CoPL: Contextual Prompt Learning for Vision-Language Understanding

Recent advances in multimodal learning has resulted in powerful vision-language models, whose representations are generalizable across a variety of downstream tasks. Recently, their generalization ability has been further extended by incorporating trainable prompts, borrowed from the natural language processing literature. While such prompt learning techniques have shown impressive results, we identify that these prompts are trained based on global image features which limits itself in two aspects: First, by using global features, these prompts could be focusing less on the discriminative foreground image, resulting in poor generalization to various out-of-distribution test cases. Second, existing work weights all prompts equally whereas intuitively, prompts should be reweighed according to the semantics of the image. We address these as part of our proposed Contextual Prompt Learning (CoPL) framework, capable of aligning the prompts to the localized features of the image. Our key innovations over earlier works include using local image features as part of the prompt learning process, and more crucially, learning to weight these prompts based on local features that are appropriate for the task at hand. This gives us dynamic prompts that are both aligned to local image features as well as aware of local contextual relationships. Our extensive set of experiments on a variety of standard and few-shot datasets show that our method produces substantially improved performance when compared to the current state of the art methods. We also demonstrate both few-shot and out-of-distribution performance to establish the utility of learning dynamic prompts that are aligned to local image features.

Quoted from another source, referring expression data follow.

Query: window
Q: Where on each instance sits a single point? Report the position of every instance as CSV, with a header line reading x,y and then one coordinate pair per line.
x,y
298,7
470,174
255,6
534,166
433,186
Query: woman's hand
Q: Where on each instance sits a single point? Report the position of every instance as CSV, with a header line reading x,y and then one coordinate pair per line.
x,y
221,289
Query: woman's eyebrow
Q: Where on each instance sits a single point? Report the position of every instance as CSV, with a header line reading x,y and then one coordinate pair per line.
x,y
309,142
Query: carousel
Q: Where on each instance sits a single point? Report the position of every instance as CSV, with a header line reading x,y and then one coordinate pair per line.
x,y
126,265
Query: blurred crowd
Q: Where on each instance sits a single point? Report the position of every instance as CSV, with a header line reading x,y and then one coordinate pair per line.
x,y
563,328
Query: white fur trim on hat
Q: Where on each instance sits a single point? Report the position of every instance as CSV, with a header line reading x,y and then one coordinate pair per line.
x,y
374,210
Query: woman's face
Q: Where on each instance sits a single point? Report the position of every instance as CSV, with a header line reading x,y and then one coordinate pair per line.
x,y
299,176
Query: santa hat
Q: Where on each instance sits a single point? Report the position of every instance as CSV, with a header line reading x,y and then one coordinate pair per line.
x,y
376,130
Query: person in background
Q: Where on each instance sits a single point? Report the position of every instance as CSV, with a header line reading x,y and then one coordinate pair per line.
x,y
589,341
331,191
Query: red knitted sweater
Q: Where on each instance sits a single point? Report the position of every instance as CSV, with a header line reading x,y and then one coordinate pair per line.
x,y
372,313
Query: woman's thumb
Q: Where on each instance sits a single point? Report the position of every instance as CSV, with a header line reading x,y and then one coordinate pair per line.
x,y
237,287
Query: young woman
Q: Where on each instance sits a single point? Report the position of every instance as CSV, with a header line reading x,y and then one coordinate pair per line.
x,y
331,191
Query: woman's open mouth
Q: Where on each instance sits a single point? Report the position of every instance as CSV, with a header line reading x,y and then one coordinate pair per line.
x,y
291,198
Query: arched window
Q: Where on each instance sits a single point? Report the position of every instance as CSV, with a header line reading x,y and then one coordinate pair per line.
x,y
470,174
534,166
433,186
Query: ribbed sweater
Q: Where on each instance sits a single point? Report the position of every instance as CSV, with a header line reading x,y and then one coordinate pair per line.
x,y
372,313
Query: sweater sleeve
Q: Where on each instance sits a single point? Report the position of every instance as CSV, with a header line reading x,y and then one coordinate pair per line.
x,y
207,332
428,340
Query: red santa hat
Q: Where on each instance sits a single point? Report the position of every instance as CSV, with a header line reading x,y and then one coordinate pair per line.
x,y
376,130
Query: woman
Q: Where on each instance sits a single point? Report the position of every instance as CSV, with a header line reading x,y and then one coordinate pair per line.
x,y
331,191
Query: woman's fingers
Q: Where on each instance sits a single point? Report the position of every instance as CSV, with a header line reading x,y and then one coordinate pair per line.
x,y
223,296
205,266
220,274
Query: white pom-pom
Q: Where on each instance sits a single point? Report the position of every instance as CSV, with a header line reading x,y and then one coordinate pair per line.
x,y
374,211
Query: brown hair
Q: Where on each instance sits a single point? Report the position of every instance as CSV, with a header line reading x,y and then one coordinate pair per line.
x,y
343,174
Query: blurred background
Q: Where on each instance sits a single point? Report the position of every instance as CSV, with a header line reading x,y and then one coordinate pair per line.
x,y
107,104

翻译：多模态学习的最新进展催生了强大的视觉-语言模型，其表征能力可泛化至多种下游任务。近期，通过引入从自然语言处理领域借鉴的可训练提示，这些模型的泛化能力得到进一步拓展。尽管此类提示学习技术已展现出显著成效，但我们发现这些提示基于全局图像特征进行训练，这使其在两个方面受到局限：首先，采用全局特征可能导致提示对判别性前景图像的关注度不足，从而削弱其在各类分布外测试案例中的泛化能力；其次，现有方法对所有提示赋予相同权重，而直觉上应根据图像语义对提示进行重新加权。针对上述问题，我们提出了上下文提示学习（CoPL）框架，该框架能够将提示与图像的局部特征对齐。相较于现有工作，我们的核心创新在于：将局部图像特征融入提示学习过程，更关键的是，学习根据当前任务适配的局部特征对这些提示进行加权。由此获得的动态提示既能与局部图像特征对齐，又能感知局部上下文关系。在多种标准数据集和小样本数据集上进行的大量实验表明，与当前最先进方法相比，我们的方法在性能上取得了显著提升。同时，我们也通过小样本和分布外性能测试，验证了学习与局部图像特征对齐的动态提示的有效性。